In many walks of life, preparation is better than cure and initiatives like resilience training can arm team members with the tools they need to handle stress when it begins to rise. There’s also a role for social events and team bonding in helping people open up to each other and talk about issues with colleagues who really understand their point of view.
But for everyone, having the skills and patience to listen is invaluable. Ideally, everyone will understand that they are free to discuss stress and be reminded that amid the challenges of the job, their work is valued.
Also of interest: Taking an alternative approach to cyber security in 2019
It’s a team effort
If you have the responsibility of leading a project, or are the main point of contact, it’s quite easy for the pressure burden to build to an unhealthy level. So, ideally, team leaders should try to avoid the classic ‘hub and spoke’ way of organising resources and adopt a more collaborative way of working where responsibilities and achievements can be shared.
Working collaboratively is a familiar working pattern for many of us, and by sharing the workload, responsibilities and communication channels, the old adage ‘many hands make light work’ can make a difference.
If you want to explore collaboration even further, security strategy can be integrated throughout the DevOps process to create a ‘DevSecOps’ system. It’s an approach which is becoming increasingly used across teams to improve communication and integrate the worlds of software development, information security and IT operations.
Identifying and eliminating security vulnerabilities earlier in the development process can offer enormous advantages. Ask any cyber security professional about the idea – most will welcome the chance to reduce the instances where unexpected problems suddenly have to be dealt with, or where security is only added on when an application or service is well into its development.

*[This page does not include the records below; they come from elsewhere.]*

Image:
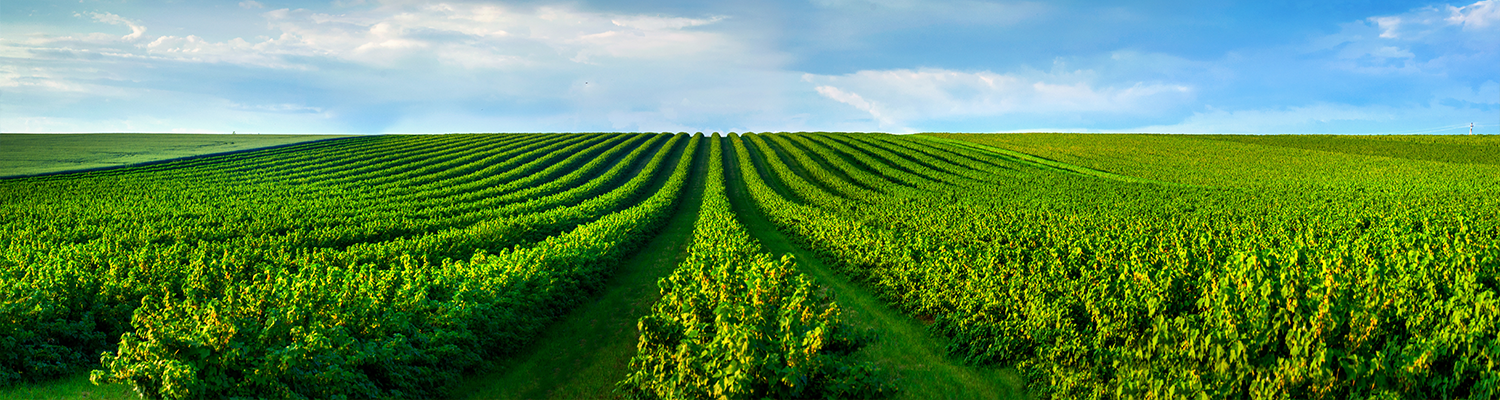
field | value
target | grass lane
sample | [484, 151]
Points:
[588, 351]
[903, 346]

Also of interest: The neurodiversity opportunity in cyber security
Personal well-being and workload management
Multitasking can go a long way to help manage workloads throughout a cyber security team, but managers must guard against delays and interruptions to avoid negative effects. For instance, there could be projects competing for resources, planning can become ambiguous or communication can get bogged down. The role of managers is to keep people on the right track and avoid unnecessary stress.
Similarly, monotasking has a role to play. By focusing squarely on a specific task and avoiding interruptions, individuals and teams can stay focused and build towards an important goal, without getting side-tracked.
Using these approaches to streamline the work of cyber security teams can help mitigate some of the daily pressures they face. Managers and teams need to choose the most appropriate method for each task on their to-do lists.
It’s worth the effort. Burnout is not always avoidable, but there is much that businesses, management and we as individuals can do to address many of its worst effects. By bringing well-being and stress management into organisational culture, we can more effectively balance pressure and productivity, and that’s something to benefit everyone.